I’m doing something wrong when I load the data. Maybe the input tensors need to have requires_grad=False explicitly set on them or something
There’s some kind of memory allocation bug in Pytorch that I’m seeing here
There’s something about Kaggle’s GPU set up that causes the memory error.

Any ideas? The full code is at the link above, and you can easily clone it if you have a Kaggle account.

ptrblck · July 14, 2019, 7:11pm

Note that besides the parameters and input, the training will also use memory for the forward activations, which are needed to compute the gradients (which also need to be stored on the device).
Is your training working with a smaller batch size?

mrosett · July 14, 2019, 11:13pm

Thanks for the prompt reply! I think you’re right; I underestimated how large the intermediate results are. I assumed they’d be roughly proportional to the size of the input, but now that I think about it that’s silly. Since the network works fine with a batch size of 16 images, I don’t think there’s anything else going on.

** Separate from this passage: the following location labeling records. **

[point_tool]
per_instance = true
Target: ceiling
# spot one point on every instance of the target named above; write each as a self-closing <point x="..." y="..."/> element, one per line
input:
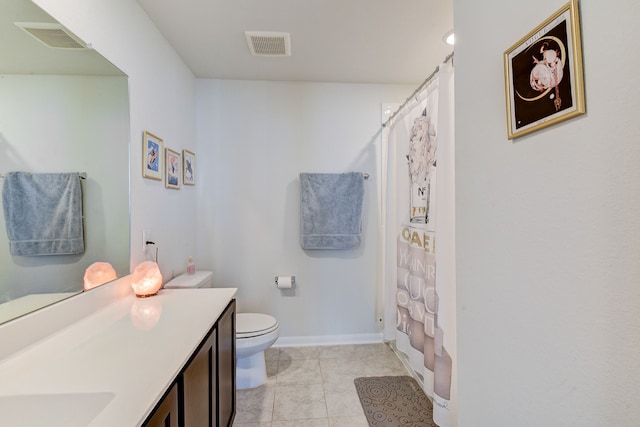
<point x="351" y="41"/>
<point x="23" y="54"/>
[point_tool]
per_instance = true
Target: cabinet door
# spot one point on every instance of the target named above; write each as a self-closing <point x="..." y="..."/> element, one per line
<point x="199" y="386"/>
<point x="166" y="412"/>
<point x="227" y="366"/>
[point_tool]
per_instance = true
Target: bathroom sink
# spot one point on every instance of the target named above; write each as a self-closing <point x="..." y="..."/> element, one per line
<point x="52" y="410"/>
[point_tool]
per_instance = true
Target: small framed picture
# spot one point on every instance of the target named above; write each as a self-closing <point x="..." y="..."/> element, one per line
<point x="543" y="74"/>
<point x="174" y="163"/>
<point x="188" y="167"/>
<point x="152" y="150"/>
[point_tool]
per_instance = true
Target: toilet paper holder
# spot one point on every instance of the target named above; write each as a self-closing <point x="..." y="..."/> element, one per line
<point x="293" y="280"/>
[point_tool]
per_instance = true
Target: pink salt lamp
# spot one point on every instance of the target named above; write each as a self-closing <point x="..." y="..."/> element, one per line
<point x="98" y="274"/>
<point x="146" y="279"/>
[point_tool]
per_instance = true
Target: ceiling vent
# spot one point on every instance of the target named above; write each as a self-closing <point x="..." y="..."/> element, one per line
<point x="52" y="34"/>
<point x="268" y="43"/>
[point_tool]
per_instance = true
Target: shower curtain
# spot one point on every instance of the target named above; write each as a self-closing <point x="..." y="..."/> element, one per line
<point x="418" y="215"/>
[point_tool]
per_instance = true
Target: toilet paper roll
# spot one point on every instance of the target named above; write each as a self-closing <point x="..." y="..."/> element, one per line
<point x="285" y="282"/>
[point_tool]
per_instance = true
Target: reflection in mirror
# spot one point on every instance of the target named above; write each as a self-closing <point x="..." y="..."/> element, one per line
<point x="61" y="110"/>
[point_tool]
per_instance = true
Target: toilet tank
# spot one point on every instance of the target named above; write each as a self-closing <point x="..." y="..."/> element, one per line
<point x="201" y="279"/>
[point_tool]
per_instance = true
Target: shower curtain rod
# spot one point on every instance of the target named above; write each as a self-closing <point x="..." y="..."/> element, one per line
<point x="415" y="92"/>
<point x="83" y="175"/>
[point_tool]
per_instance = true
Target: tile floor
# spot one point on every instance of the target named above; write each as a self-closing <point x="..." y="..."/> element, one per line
<point x="313" y="386"/>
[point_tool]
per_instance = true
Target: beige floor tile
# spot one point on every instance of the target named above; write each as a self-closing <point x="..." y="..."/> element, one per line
<point x="255" y="405"/>
<point x="316" y="422"/>
<point x="294" y="353"/>
<point x="263" y="424"/>
<point x="299" y="402"/>
<point x="337" y="351"/>
<point x="291" y="372"/>
<point x="271" y="354"/>
<point x="359" y="421"/>
<point x="335" y="370"/>
<point x="342" y="399"/>
<point x="313" y="386"/>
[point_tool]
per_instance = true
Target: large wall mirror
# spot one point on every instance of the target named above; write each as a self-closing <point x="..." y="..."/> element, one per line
<point x="61" y="110"/>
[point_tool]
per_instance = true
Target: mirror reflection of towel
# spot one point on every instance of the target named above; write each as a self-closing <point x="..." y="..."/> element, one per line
<point x="43" y="213"/>
<point x="331" y="210"/>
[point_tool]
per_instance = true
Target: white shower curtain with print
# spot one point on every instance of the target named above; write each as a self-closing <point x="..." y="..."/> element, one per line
<point x="419" y="239"/>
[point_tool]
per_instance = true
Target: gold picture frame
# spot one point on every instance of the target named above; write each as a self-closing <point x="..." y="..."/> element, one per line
<point x="152" y="156"/>
<point x="188" y="167"/>
<point x="544" y="80"/>
<point x="173" y="164"/>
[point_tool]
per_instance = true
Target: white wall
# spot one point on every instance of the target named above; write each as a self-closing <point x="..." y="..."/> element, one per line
<point x="547" y="230"/>
<point x="68" y="124"/>
<point x="254" y="138"/>
<point x="162" y="101"/>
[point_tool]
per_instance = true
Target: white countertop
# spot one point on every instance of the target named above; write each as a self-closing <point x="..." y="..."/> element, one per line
<point x="112" y="367"/>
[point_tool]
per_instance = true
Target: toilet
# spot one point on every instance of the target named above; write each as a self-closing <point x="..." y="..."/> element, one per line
<point x="255" y="332"/>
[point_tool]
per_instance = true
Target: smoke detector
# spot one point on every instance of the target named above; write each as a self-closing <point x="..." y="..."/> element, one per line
<point x="52" y="35"/>
<point x="268" y="43"/>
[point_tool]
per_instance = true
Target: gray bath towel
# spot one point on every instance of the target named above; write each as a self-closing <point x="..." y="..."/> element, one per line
<point x="331" y="210"/>
<point x="43" y="213"/>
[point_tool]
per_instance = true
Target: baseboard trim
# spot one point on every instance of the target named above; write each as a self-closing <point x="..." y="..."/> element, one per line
<point x="328" y="340"/>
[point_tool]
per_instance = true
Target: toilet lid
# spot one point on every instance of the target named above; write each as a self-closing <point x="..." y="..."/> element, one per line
<point x="254" y="324"/>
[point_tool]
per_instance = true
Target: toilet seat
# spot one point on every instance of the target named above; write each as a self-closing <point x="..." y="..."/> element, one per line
<point x="254" y="324"/>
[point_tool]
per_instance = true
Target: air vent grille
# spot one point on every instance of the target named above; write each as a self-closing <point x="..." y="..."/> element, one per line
<point x="268" y="43"/>
<point x="52" y="34"/>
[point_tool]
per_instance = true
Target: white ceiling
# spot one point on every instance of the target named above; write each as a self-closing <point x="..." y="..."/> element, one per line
<point x="22" y="54"/>
<point x="355" y="41"/>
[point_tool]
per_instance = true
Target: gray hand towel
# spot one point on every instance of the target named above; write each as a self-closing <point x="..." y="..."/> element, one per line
<point x="43" y="213"/>
<point x="331" y="210"/>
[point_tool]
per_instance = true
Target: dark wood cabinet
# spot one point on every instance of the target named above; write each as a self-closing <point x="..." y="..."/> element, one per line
<point x="205" y="390"/>
<point x="198" y="384"/>
<point x="227" y="366"/>
<point x="166" y="412"/>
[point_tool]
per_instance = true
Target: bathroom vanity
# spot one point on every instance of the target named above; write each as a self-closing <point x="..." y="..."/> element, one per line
<point x="163" y="360"/>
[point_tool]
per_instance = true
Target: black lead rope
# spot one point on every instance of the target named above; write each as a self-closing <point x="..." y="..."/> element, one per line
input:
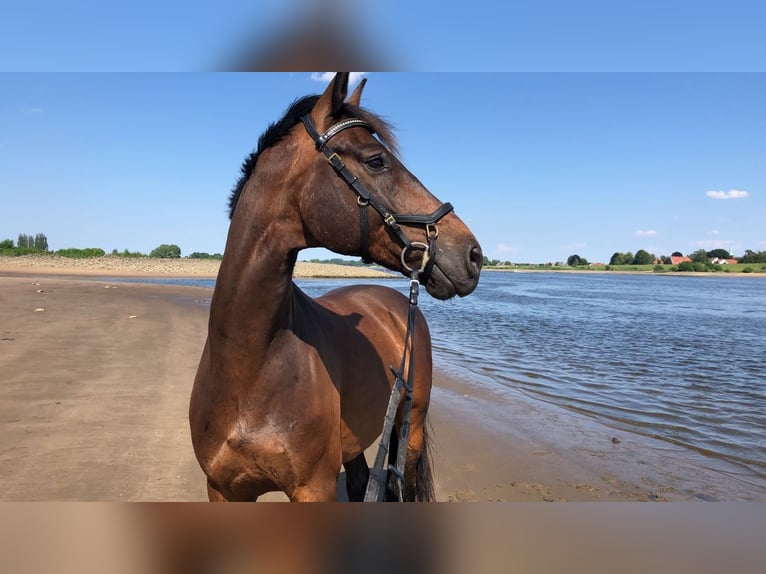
<point x="392" y="475"/>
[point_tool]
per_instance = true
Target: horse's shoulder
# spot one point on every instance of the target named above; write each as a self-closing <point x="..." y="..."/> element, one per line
<point x="362" y="295"/>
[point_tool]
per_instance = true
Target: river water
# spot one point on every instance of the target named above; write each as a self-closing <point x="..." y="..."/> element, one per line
<point x="678" y="358"/>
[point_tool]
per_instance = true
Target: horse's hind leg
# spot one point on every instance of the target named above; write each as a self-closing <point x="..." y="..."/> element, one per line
<point x="357" y="474"/>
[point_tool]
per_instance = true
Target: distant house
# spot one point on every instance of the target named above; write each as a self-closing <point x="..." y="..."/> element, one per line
<point x="720" y="261"/>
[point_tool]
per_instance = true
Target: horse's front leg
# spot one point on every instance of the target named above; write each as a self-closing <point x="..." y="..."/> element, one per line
<point x="357" y="475"/>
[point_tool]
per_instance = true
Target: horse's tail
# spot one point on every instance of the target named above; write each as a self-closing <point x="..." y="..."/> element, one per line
<point x="425" y="488"/>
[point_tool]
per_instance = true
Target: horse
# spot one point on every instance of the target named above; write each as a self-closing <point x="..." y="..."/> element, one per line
<point x="290" y="388"/>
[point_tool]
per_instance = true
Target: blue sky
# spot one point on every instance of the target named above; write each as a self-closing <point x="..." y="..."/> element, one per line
<point x="540" y="166"/>
<point x="483" y="35"/>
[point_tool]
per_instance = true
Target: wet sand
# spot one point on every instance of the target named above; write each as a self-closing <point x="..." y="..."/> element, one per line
<point x="96" y="377"/>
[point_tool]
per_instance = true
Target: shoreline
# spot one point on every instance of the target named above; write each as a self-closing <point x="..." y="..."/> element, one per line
<point x="66" y="366"/>
<point x="151" y="267"/>
<point x="755" y="274"/>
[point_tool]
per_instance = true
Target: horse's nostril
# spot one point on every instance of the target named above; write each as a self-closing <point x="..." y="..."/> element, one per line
<point x="475" y="261"/>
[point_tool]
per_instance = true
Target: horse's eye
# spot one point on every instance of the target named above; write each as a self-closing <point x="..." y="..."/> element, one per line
<point x="377" y="162"/>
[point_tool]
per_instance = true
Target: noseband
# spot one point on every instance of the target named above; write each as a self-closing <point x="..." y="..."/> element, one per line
<point x="365" y="199"/>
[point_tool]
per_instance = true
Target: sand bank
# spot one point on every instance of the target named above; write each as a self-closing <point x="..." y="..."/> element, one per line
<point x="151" y="267"/>
<point x="95" y="389"/>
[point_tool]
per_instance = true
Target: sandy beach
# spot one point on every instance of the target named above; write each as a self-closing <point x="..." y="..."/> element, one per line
<point x="149" y="267"/>
<point x="95" y="389"/>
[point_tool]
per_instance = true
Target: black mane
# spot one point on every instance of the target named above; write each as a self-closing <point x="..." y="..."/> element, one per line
<point x="278" y="130"/>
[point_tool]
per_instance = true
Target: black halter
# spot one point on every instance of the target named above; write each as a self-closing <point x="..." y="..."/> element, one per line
<point x="365" y="200"/>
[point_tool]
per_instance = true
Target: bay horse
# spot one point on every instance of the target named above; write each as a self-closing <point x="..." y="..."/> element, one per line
<point x="290" y="388"/>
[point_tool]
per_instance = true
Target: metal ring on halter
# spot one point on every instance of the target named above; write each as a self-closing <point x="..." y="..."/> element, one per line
<point x="413" y="245"/>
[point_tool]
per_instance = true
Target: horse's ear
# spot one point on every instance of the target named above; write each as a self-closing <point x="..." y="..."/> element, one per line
<point x="356" y="96"/>
<point x="331" y="101"/>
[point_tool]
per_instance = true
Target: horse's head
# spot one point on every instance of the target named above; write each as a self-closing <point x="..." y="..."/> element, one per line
<point x="365" y="202"/>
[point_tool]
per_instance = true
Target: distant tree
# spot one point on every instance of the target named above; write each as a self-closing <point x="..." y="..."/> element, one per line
<point x="699" y="256"/>
<point x="720" y="253"/>
<point x="575" y="260"/>
<point x="41" y="242"/>
<point x="642" y="257"/>
<point x="166" y="251"/>
<point x="621" y="258"/>
<point x="686" y="266"/>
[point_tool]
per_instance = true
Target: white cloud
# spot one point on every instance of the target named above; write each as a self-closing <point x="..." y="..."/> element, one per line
<point x="731" y="194"/>
<point x="326" y="77"/>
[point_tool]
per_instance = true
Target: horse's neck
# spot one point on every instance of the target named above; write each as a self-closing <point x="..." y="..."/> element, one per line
<point x="252" y="298"/>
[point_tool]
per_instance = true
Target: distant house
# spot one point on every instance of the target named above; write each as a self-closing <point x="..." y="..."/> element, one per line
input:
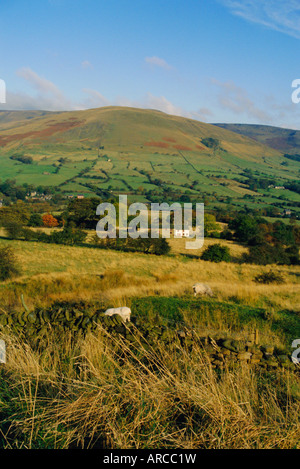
<point x="182" y="233"/>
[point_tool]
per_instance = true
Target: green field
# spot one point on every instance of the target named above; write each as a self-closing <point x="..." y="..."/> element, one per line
<point x="141" y="151"/>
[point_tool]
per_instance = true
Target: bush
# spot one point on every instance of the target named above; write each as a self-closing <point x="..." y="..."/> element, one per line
<point x="269" y="277"/>
<point x="216" y="253"/>
<point x="8" y="267"/>
<point x="35" y="220"/>
<point x="263" y="254"/>
<point x="14" y="229"/>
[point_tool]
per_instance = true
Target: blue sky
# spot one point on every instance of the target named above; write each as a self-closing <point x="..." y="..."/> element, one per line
<point x="211" y="60"/>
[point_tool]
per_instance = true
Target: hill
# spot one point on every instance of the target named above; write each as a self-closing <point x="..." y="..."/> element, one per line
<point x="145" y="153"/>
<point x="284" y="140"/>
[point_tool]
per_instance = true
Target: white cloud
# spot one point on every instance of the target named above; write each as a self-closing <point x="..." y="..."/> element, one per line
<point x="280" y="15"/>
<point x="95" y="99"/>
<point x="48" y="96"/>
<point x="158" y="62"/>
<point x="86" y="64"/>
<point x="236" y="99"/>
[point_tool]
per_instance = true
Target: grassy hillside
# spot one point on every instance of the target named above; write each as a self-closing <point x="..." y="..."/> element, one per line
<point x="97" y="391"/>
<point x="143" y="153"/>
<point x="284" y="140"/>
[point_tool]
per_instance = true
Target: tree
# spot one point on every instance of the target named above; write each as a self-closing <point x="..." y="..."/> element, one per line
<point x="49" y="220"/>
<point x="216" y="253"/>
<point x="35" y="220"/>
<point x="245" y="227"/>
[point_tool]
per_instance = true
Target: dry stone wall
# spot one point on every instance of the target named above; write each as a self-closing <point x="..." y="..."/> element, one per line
<point x="221" y="352"/>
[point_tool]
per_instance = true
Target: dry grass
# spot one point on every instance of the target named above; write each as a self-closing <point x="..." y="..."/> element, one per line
<point x="87" y="395"/>
<point x="53" y="272"/>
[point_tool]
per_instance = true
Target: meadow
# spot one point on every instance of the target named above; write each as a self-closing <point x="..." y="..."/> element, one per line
<point x="98" y="392"/>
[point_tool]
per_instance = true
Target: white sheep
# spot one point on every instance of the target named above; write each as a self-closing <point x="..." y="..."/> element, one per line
<point x="123" y="311"/>
<point x="202" y="289"/>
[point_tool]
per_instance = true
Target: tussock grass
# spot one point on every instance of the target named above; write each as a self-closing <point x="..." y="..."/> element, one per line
<point x="100" y="392"/>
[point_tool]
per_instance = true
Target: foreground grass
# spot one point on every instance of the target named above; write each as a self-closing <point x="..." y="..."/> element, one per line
<point x="55" y="272"/>
<point x="96" y="392"/>
<point x="99" y="393"/>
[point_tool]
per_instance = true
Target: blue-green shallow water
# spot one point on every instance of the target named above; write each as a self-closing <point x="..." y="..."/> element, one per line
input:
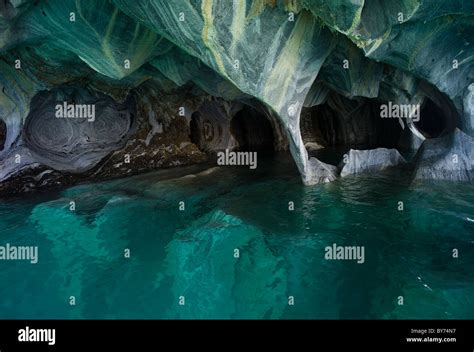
<point x="191" y="253"/>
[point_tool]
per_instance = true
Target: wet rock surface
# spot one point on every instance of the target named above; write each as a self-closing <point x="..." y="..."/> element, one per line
<point x="447" y="158"/>
<point x="374" y="160"/>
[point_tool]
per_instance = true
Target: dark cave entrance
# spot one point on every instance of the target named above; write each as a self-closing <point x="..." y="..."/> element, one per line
<point x="348" y="123"/>
<point x="252" y="131"/>
<point x="3" y="134"/>
<point x="195" y="130"/>
<point x="432" y="121"/>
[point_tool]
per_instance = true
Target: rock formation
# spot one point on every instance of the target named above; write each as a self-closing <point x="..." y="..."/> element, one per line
<point x="174" y="80"/>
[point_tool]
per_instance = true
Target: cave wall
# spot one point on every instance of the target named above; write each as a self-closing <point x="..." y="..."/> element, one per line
<point x="284" y="55"/>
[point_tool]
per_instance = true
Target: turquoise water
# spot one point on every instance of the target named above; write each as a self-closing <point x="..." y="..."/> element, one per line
<point x="190" y="253"/>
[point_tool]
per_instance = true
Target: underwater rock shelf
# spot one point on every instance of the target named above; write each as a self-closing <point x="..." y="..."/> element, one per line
<point x="93" y="89"/>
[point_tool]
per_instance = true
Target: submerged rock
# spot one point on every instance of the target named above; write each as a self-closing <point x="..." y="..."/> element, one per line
<point x="320" y="172"/>
<point x="447" y="158"/>
<point x="374" y="160"/>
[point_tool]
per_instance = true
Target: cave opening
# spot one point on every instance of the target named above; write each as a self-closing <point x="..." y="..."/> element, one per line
<point x="432" y="121"/>
<point x="252" y="131"/>
<point x="342" y="123"/>
<point x="3" y="134"/>
<point x="195" y="129"/>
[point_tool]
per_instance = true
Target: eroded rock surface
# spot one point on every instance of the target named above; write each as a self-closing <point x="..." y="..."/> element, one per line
<point x="447" y="158"/>
<point x="369" y="161"/>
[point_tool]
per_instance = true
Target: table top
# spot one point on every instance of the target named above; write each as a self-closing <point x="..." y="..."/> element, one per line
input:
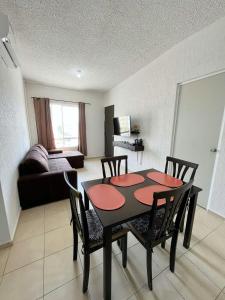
<point x="132" y="207"/>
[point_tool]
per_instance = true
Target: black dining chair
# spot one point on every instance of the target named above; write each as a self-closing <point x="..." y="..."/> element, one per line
<point x="88" y="226"/>
<point x="183" y="170"/>
<point x="114" y="165"/>
<point x="159" y="225"/>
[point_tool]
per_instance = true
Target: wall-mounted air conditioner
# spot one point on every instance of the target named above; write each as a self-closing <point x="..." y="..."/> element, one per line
<point x="7" y="53"/>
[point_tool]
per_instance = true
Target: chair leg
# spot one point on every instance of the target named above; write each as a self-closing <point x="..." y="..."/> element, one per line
<point x="119" y="244"/>
<point x="124" y="251"/>
<point x="86" y="272"/>
<point x="149" y="268"/>
<point x="182" y="221"/>
<point x="173" y="248"/>
<point x="75" y="243"/>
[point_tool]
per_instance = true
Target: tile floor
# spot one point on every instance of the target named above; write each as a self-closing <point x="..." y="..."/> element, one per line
<point x="39" y="264"/>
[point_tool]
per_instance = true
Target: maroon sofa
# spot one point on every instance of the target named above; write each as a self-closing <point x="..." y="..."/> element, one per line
<point x="41" y="179"/>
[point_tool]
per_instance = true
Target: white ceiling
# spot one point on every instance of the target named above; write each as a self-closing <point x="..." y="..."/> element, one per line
<point x="108" y="39"/>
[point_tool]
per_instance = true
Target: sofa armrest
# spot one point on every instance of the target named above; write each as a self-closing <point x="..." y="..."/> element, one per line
<point x="55" y="151"/>
<point x="45" y="187"/>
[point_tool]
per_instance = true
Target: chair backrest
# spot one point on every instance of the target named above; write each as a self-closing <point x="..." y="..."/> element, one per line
<point x="180" y="168"/>
<point x="162" y="217"/>
<point x="114" y="164"/>
<point x="76" y="204"/>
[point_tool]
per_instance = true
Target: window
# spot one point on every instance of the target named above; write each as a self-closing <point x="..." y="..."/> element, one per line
<point x="65" y="120"/>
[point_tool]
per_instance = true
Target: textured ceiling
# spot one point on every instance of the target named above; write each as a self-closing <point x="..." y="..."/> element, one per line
<point x="108" y="39"/>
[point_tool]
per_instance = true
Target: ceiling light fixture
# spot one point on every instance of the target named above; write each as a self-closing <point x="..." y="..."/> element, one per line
<point x="78" y="73"/>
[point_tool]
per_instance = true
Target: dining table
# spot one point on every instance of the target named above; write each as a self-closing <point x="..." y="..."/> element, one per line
<point x="130" y="210"/>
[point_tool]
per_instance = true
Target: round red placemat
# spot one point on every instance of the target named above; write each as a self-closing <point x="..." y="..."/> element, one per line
<point x="106" y="197"/>
<point x="165" y="179"/>
<point x="145" y="195"/>
<point x="127" y="179"/>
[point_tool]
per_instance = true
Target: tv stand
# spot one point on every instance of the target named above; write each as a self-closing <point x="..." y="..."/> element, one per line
<point x="129" y="146"/>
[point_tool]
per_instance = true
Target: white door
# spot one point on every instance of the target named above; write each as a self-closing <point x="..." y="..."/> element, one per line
<point x="199" y="120"/>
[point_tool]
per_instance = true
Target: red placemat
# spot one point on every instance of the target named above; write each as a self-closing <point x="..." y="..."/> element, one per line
<point x="127" y="179"/>
<point x="106" y="197"/>
<point x="165" y="179"/>
<point x="145" y="195"/>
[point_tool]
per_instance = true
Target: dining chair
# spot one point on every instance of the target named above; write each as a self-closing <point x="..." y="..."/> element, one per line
<point x="114" y="165"/>
<point x="161" y="223"/>
<point x="87" y="225"/>
<point x="183" y="170"/>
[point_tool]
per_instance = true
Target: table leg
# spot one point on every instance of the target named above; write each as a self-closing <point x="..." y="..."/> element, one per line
<point x="86" y="201"/>
<point x="190" y="220"/>
<point x="107" y="264"/>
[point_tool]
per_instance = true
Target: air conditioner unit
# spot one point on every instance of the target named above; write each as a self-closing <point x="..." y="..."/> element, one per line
<point x="6" y="51"/>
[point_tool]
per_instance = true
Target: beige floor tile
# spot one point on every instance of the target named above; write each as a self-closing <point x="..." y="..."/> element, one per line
<point x="29" y="229"/>
<point x="23" y="284"/>
<point x="200" y="231"/>
<point x="208" y="219"/>
<point x="121" y="288"/>
<point x="190" y="282"/>
<point x="32" y="214"/>
<point x="58" y="239"/>
<point x="136" y="270"/>
<point x="96" y="257"/>
<point x="221" y="230"/>
<point x="4" y="252"/>
<point x="25" y="252"/>
<point x="59" y="268"/>
<point x="162" y="256"/>
<point x="70" y="291"/>
<point x="209" y="257"/>
<point x="56" y="220"/>
<point x="162" y="289"/>
<point x="221" y="296"/>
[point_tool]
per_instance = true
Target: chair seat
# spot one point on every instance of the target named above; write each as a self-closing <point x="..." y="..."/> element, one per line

If you don’t mind, how can I access those intermediate forward activations? I thought code like this would work to get the output of the first layer:

result = model(x)
conv1 = next(model.children())
for b in conv1.buffers():
    print(b)

However, there don’t seem to be any buffers associated with that layer. Is there a simple way to see those outputs?

ptrblck · July 14, 2019, 11:23pm

Good to hear a batch size of 16 works.
Yeah, the intermediate activations can be quite huge, e.g. especially if you are using a lot of kernels in a conv layer.

.buffers is used for internal tensors, which do not require gradients, e.g. the running_mean and running_var in batchnorm layers.
If you want to get the intermediate outputs, you could register forward hooks as explained in this post.